Не могу сказать, что я была несчастлива с Томасом. Уютно устроившись в постели вечером, в тепле и безопасности под боком у мужа, я утром просыпалась – и он был тут же, и мне по-прежнему было уютно и тепло. Мне доставляли удовольствие семейные мелочи – отряхнуть ему плечи, опереться на его руку, вложить пальцы в его сильную ладонь. Он меня забавлял, удивлял и радовал приятными неожиданностями. Однако я думаю, по прошествии некоторого времени его охватило такое же беспокойство и жажда перемен, как и меня. Дома он был занят только охотой да приемами гостей, и, когда он заговорил о возвращении в Индию, я обрадовалась.
Конечно, я стала чувствовать себя спокойнее, привыкла быть с Томасом на людях. Я даже позволяла себе поддразнивать его, возражать и огрызаться. Однажды мы всей семьей играли в карты; у Томаса на руках был фул[7], и мой муж глядел победителем. Однако я выложила козырного туза и выиграла. Его отец засмеялся, Амелия подавила усмешку. Томас мгновенно пришел в дурное настроение, замкнулся, замолчал и весь оставшийся вечер дулся.
Я уже легла в постель, когда он явился в спальню, разделся, забрался на меня сверху и отбросил прочь книгу, которую я читала. Томас стоял надо мной на коленях, голый и возбужденный. Нагнувшись ниже, он потребовал, чтобы я взяла его мужскую плоть в руки.
– Делай, что сказано! – велел он.
Я отпрянула, но он схватил мою ладонь и положил, куда хотел. Я впервые коснулась этого его органа. Под рукой пульсировала кровь. Томас прижал пальцами мою руку и принялся двигать ее вверх-вниз.
– Не вздумай еще раз меня унизить, – проговорил он.
– Но это же была всего лишь игра, – возразила я робко.
– Сильнее, – велел он. И добавил: – В Индии женщины умеют удовлетворить мужчину ртом.
Я пришла в ужас, а он засмеялся.
– Ну, давай! – Он сунулся к самому моему лицу.
Отверстие на головке его члена уставилось, словно жадный глаз. В нем выступила беловатая капля, упала. Прежде чем Томас сумел добиться своего, я со всей силы его оттолкнула. И тут он закатил мне такую пощечину, что зазвенело в голове. Лицо у него подергивалось и кривилось.

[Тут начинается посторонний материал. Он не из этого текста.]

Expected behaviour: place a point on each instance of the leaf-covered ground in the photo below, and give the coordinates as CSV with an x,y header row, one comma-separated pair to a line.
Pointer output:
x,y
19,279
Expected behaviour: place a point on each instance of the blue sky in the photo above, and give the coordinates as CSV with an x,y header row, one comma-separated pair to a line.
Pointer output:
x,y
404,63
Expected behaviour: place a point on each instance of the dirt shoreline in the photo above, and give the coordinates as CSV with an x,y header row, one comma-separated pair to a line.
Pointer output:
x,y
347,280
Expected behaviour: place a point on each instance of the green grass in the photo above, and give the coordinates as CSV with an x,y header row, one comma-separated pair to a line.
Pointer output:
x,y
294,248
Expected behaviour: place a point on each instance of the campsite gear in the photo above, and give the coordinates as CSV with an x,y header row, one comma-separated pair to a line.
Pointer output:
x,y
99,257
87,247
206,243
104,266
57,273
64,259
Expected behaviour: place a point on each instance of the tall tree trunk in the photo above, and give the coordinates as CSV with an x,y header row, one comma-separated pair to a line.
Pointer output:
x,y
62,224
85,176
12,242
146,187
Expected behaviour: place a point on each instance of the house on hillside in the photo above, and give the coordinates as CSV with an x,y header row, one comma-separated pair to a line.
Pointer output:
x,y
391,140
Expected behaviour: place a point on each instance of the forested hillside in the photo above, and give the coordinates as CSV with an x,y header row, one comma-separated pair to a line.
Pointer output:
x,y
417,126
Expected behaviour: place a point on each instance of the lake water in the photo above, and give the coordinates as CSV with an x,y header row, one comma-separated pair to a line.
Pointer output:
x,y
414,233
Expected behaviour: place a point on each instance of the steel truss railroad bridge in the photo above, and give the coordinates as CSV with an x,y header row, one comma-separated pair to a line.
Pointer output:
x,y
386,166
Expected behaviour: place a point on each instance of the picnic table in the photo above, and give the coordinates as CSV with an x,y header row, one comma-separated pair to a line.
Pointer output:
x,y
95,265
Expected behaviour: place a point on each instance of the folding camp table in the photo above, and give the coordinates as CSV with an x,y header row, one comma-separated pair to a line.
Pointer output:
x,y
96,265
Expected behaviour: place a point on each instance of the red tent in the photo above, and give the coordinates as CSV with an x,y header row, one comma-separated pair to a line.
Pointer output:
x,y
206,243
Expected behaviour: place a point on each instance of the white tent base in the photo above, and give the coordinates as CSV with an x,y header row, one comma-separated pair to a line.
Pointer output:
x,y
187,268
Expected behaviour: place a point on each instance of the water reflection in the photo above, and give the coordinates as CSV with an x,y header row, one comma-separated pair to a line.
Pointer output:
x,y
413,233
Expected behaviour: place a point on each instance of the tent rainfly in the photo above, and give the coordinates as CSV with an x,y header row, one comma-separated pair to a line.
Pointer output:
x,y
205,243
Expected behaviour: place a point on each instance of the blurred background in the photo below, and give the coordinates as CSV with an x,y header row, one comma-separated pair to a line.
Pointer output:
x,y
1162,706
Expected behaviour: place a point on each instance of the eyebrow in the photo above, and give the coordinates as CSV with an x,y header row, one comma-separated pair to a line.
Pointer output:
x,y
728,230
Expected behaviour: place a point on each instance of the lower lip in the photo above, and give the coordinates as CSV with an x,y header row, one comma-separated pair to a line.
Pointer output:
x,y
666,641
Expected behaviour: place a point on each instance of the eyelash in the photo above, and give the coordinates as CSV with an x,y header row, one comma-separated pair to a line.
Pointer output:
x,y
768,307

– Научишься, – посулил он.
Натянув одежду, Томас вывалился из спальни, и спустя несколько минут я услышала удаляющийся конский топот. Я лежала, держась за щеку, которая так и горела. Вспоминала, как мы с Софией, смеясь, рассуждали о том, какие у нас будут мужья. Когда появился Томас, я подумала: «Если уж надо выйти замуж, то почему бы и не за него?» Наверное, все мужья так обращаются с женами. Придется каким-то образом научиться смирять свою гордость. Закрыв глаза, я попыталась уснуть. Такова жизнь в браке, и надо к ней привыкнуть. Нравится мне это или нет, Томас все равно попытается вылепить меня такой, как ему хочется.
Вернувшись утром, он был полон раскаяния, целовал мне глаза, щеки, кончик носа.
– Милая, мне очень-очень жаль. Ничего подобного никогда больше не случится. Мне нужно дело; я должен быть чем-то занят. Когда приедем в Индию, заживем превосходной жизнью, я обещаю. Ты будешь заниматься домом, а я буду работать.
Я поинтересовалась, где он провел ночь, однако Томас не объяснил.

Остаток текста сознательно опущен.